Protestors were also upset that police may not have seen the difference between the protestors who locked arms in resistance and the medical and legal advisers, identified by their clothes, who stood close by to help.
Protestors also claimed that phones, cameras and other valuables belonging to the protestors were thrown into the trash along with the mangled remains of their tents that were taken down.
Blast recorded footage of a woman being arrested on a sidewalk adjacent to the park after she yelled at police.
A statement at the Occupy Boston website objected to both the way the arrests had been conducted and the way the protestors had been characterized saying:
“…hundreds of police in full riot gear brutally attacked Occupy Boston, which had peacefully gathered on the Rose Kennedy Greenway. The Boston Police Department made no distinction between protesters, medics, or legal observers, arresting legal observer Urszula Masny-Latos, who serves as the Executive Director for the National Lawyers Guild, as well as four medics attempting to care for the injured….Following the raid, Boston Police Commissioner Ed Davis made no mention of veterans, organized labor, students, or families, nor did he issue an apology for his department’s aggressive tactics. Since the beginning of its occupation, Occupy Boston has worked tirelessly and successfully to maintain a positive working relationship with city officials. Today’s reprehensible attack by the Boston Police Department against a movement that enjoys the broad support of the American people represents a sad and disturbing shift away from dialogue and towards violent repression…Despite the city’s attempt to silence us, Occupy Boston remains, and bears no ill-will towards the men and women of the Boston Police Department who were simply following orders.”
In the wake of the arrests this morning, Mayor Menino maintained that he has a certain degree of sympathy with the protestors and told the Boston Globe, “I understand they have freedom of speech and freedom of expression, but we have a city to manage…I’m open to suggestions, but civil disobedience will not be tolerated.”

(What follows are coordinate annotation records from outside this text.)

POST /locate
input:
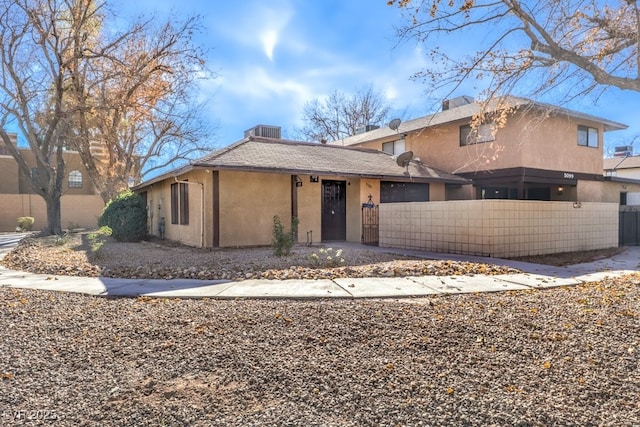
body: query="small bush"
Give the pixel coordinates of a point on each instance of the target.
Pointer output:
(327, 258)
(126, 216)
(283, 241)
(25, 223)
(98, 238)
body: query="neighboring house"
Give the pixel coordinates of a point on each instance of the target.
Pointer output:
(519, 149)
(230, 197)
(80, 204)
(623, 173)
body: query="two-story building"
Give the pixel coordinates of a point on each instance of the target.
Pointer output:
(511, 148)
(80, 204)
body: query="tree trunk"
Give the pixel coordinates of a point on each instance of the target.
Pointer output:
(54, 222)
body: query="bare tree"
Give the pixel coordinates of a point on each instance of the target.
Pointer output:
(342, 115)
(123, 98)
(36, 50)
(571, 47)
(135, 106)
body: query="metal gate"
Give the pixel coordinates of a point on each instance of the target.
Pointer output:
(370, 221)
(629, 226)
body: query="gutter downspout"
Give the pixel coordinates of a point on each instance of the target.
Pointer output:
(201, 207)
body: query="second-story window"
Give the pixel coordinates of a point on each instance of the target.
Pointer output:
(75, 179)
(483, 133)
(587, 137)
(394, 147)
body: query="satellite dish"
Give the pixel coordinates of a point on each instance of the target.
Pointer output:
(395, 124)
(404, 159)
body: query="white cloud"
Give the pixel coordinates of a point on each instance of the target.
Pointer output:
(269, 40)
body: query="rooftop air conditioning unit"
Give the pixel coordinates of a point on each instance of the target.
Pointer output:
(366, 128)
(448, 104)
(624, 151)
(264, 131)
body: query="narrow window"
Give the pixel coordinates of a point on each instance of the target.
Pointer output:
(469, 135)
(75, 179)
(184, 203)
(394, 147)
(174, 203)
(180, 203)
(587, 137)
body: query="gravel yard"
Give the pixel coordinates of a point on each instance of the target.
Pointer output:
(565, 356)
(165, 260)
(562, 356)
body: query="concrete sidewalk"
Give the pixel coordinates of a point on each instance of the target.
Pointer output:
(534, 276)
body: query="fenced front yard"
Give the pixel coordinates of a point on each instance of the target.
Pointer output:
(499, 228)
(76, 210)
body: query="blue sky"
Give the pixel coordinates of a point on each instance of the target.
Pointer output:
(273, 56)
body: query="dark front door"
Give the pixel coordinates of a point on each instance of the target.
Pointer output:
(334, 210)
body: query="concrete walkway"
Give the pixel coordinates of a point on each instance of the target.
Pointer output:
(533, 276)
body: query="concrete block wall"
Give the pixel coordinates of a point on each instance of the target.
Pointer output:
(499, 228)
(76, 210)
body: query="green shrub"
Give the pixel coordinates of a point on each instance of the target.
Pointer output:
(126, 216)
(283, 241)
(25, 223)
(327, 258)
(98, 238)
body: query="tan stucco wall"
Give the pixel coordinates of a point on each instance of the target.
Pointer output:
(369, 187)
(8, 176)
(354, 210)
(499, 228)
(159, 206)
(309, 210)
(72, 162)
(612, 190)
(248, 203)
(76, 210)
(527, 140)
(437, 192)
(590, 191)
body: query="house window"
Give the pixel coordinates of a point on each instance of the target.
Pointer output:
(469, 135)
(394, 147)
(587, 137)
(75, 179)
(396, 192)
(180, 203)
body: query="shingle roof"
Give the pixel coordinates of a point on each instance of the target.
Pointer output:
(466, 112)
(318, 159)
(281, 156)
(622, 162)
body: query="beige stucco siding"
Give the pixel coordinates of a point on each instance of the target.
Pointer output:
(159, 208)
(354, 210)
(8, 175)
(248, 203)
(527, 140)
(554, 144)
(309, 210)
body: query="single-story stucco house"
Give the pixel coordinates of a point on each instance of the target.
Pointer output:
(230, 197)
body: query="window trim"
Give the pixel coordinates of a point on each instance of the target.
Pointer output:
(589, 132)
(483, 133)
(180, 203)
(75, 179)
(398, 146)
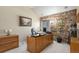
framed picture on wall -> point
(25, 21)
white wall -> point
(48, 10)
(9, 20)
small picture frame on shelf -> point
(25, 21)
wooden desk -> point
(37, 44)
(74, 45)
(8, 42)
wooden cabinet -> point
(8, 42)
(78, 18)
(74, 45)
(37, 44)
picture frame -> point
(25, 21)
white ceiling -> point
(47, 10)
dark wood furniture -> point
(74, 45)
(8, 42)
(37, 44)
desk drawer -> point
(8, 46)
(9, 39)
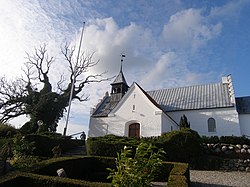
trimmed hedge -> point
(45, 143)
(87, 169)
(179, 175)
(226, 139)
(109, 145)
(84, 168)
(35, 180)
(180, 145)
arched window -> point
(211, 125)
(134, 130)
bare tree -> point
(22, 95)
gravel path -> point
(219, 178)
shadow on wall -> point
(98, 130)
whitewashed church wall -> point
(245, 124)
(98, 127)
(138, 109)
(227, 121)
(168, 125)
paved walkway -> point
(219, 179)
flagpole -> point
(73, 82)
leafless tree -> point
(22, 96)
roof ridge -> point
(184, 87)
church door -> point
(134, 130)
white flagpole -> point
(73, 83)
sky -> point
(167, 43)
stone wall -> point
(236, 165)
(234, 157)
(228, 149)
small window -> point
(134, 130)
(211, 125)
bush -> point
(139, 170)
(234, 140)
(108, 145)
(34, 180)
(45, 143)
(212, 139)
(7, 130)
(226, 139)
(181, 145)
(84, 168)
(179, 175)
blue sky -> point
(167, 43)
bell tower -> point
(119, 87)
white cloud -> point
(229, 11)
(189, 29)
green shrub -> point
(179, 175)
(207, 162)
(34, 180)
(234, 140)
(108, 145)
(84, 168)
(181, 145)
(45, 143)
(7, 130)
(212, 139)
(138, 170)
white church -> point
(211, 109)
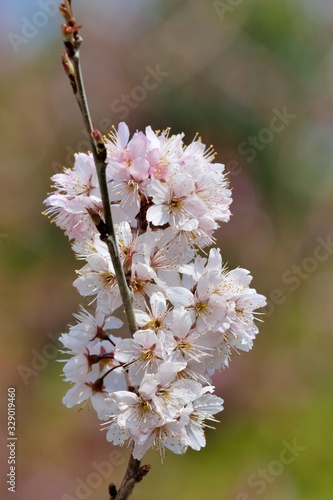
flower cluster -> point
(167, 199)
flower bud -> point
(69, 70)
(99, 143)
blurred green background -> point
(224, 69)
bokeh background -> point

Talking to NECN, Menino expressed his mistaken belief that anarchists – a minority contingent within the Occupy Boston community since day one – had recently entered the movement and had changed its character.
Charged with unlawful assembly and aided with bail money donated by supporters, most of those arrested were released today but are due to be back in court later in the week.
The original Occupy Boston encampment, set up on September 30, remained in place this afternoon.